Speaking of wipeouts I didn’t stop to watch: I was running in Fairmount Park when suddenly the pack parted and I saw a white flash in my peripheral vision. I identified it as a shoe. Its owner was in hot pursuit, diving back for it against the oncoming runners. Like I said, I didn’t wait to see if he was trampled. I hope not.
The Clif bar pace guy was great, but: he ran the first half of the marathon behind pace, and then made up the difference in the second half. This was a disaster for a runner like myself, who needs to stick to one pace and run like a human metronome.
A half-marathon is a piece of cake. Everyone should do one. I wasn’t crowing like this in September when I ran my first, but now I think it’s safe to say that 13.1 miles just isn’t that far. It seems far, but if you take the time to prepare yourself, you can totally run this distance. Think about it.
Running fans make funny signs. The funniest I remember reading read: Bet U Wish U Taped Ur Nipples Today. I didn’t, but I laughed anyway. I needed to laugh. I just finished running Lemon Hill.
Speaking of hills, Philadelphia isn’t as flat as everyone says. It’s hard to visualize just where the course takes you, so the little hills here and there really catch you by surprise. Fairmount was tough; Lemon Hill was tougher; and that last little overpass into Manayunk was the worst.
Everything you hear about the last 6.2 miles is true. I ran 20 mile training runs three times. I was consistently able to dig in and run the last four miles up to 20 seconds faster than my workout pace. Not so on Sunday. I sputtered to 8 minute miles by mile 22. Should I have eaten another gel? Maybe, but there wasn’t much left in the tank anyway.
Having said that, I think that I went out too fast. The adrenaline was flowing and I felt great in those first seven miles. I cranked out a sub‑7 mile somewhere in there. Didn’t mean to, but I did. Did it hurt me? Probably, but I still managed a 7:19/mile average on the run.

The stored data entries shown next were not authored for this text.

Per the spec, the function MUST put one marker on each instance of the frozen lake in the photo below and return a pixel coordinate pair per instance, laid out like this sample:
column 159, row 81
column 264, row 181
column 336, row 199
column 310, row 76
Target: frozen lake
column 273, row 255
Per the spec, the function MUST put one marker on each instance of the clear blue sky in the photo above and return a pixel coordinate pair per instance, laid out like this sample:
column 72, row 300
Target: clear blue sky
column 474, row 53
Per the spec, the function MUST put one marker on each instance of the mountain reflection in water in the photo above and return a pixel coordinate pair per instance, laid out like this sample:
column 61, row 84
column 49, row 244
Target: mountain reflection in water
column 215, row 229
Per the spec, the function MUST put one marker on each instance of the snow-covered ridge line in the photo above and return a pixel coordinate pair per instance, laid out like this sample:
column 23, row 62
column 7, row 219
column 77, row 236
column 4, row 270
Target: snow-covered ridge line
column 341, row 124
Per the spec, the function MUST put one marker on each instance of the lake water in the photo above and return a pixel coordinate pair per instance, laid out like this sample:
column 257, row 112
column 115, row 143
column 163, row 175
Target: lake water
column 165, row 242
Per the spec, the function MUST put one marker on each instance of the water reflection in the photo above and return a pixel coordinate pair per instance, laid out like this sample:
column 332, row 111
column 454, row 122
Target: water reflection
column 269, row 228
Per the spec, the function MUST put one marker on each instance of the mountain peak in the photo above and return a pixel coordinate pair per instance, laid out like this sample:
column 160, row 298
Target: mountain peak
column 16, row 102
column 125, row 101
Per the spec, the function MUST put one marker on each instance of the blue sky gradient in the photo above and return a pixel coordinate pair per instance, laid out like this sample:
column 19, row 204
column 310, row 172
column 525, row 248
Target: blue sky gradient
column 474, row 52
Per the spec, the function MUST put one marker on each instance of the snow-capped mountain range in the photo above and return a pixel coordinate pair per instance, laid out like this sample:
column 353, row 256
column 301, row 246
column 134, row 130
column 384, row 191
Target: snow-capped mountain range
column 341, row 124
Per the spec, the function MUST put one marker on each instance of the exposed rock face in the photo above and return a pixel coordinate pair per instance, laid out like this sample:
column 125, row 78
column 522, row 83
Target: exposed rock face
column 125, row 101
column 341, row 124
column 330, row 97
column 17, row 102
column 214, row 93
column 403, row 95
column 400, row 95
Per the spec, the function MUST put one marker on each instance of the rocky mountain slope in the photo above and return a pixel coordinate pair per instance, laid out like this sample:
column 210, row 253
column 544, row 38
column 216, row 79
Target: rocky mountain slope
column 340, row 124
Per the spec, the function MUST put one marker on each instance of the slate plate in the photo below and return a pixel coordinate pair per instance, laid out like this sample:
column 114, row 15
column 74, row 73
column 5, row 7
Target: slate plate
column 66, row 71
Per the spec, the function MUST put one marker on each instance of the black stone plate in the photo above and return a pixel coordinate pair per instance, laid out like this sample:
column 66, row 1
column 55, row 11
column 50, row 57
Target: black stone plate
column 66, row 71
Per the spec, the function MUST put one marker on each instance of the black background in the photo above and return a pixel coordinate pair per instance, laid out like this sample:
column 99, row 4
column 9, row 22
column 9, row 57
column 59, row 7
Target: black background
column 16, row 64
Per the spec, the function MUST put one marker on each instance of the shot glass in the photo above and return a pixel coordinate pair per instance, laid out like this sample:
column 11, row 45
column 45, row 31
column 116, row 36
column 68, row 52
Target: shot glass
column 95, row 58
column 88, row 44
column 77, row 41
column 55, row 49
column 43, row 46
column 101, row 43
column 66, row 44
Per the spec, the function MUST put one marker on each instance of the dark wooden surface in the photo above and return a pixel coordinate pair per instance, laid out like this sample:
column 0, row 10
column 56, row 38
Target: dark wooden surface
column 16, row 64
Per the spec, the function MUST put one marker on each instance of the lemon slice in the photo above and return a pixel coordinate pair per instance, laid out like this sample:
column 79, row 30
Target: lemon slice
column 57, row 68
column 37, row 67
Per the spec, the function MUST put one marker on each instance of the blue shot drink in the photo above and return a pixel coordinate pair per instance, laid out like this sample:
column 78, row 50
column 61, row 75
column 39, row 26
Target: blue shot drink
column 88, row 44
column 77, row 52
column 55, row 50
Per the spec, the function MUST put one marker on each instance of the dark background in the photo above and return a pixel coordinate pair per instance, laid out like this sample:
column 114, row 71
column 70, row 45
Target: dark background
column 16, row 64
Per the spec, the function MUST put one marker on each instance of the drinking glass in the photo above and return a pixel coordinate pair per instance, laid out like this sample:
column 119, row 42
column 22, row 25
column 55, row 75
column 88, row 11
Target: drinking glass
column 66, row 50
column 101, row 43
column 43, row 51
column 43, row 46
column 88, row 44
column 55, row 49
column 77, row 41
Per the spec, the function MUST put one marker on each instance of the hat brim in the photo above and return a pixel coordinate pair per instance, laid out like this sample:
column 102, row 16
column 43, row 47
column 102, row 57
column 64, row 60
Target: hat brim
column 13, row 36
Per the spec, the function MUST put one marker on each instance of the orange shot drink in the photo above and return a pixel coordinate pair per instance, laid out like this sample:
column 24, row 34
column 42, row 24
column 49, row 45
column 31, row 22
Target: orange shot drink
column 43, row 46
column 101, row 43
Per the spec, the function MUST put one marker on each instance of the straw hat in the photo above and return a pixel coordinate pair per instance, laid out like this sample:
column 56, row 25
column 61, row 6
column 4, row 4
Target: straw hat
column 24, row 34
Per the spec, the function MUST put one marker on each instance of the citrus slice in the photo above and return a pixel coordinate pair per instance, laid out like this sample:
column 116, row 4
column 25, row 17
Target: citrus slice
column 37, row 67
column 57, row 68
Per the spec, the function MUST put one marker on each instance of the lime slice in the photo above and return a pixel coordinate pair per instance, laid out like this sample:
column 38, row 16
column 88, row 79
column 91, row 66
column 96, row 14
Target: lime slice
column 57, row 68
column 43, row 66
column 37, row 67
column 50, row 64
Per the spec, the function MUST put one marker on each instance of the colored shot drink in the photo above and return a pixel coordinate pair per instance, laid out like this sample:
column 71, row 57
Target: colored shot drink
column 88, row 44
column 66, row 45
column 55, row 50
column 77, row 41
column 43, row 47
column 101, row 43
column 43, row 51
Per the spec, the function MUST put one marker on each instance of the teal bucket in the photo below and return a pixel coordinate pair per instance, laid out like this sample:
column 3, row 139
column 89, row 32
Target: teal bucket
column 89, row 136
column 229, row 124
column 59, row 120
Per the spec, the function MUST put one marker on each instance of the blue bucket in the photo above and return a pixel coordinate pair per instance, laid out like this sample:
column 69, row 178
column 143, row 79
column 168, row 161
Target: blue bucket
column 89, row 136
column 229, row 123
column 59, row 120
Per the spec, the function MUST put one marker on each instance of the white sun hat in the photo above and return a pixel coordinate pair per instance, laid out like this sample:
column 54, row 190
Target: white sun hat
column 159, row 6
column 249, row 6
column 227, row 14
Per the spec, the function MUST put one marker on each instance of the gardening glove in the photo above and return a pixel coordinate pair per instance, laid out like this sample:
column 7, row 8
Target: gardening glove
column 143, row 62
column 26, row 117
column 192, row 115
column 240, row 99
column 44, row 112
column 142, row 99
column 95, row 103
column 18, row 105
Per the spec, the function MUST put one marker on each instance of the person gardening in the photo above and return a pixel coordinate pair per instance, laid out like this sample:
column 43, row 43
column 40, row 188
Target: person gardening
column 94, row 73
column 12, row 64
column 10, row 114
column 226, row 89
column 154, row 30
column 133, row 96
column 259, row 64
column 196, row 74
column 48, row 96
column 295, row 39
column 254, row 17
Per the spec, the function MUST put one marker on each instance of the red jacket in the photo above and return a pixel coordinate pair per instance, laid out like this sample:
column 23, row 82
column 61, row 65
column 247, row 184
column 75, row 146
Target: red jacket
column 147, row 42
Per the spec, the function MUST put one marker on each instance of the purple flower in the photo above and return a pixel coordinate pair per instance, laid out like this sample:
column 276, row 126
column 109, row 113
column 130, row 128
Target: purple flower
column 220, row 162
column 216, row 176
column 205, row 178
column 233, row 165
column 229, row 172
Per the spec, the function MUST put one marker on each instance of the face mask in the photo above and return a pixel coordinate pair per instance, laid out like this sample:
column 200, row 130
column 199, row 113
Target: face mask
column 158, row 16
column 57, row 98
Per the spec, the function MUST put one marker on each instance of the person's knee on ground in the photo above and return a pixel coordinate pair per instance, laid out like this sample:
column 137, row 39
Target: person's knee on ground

Anything else? I’m already looking forward to next year’s marathon. I really wanted to qualify for Boston and I just missed it this year. I don’t feel badly about it; I only spent six months training for this one and I nearly did it. I plan to rest, recover from this run, get some new sneakers (possibly Pearl Izumis), buy a running jacket, and stay frosty this winter. I hope I see you out there!
Last, but not least: I want to extend a special thanks to Ross and Bryan from Philadelphia Runner. I can’t say enough how great these guys are and how welcome I feel every time I walk into their stores. Their support and encouragement were wonderful. Ross even handed me a water along the course!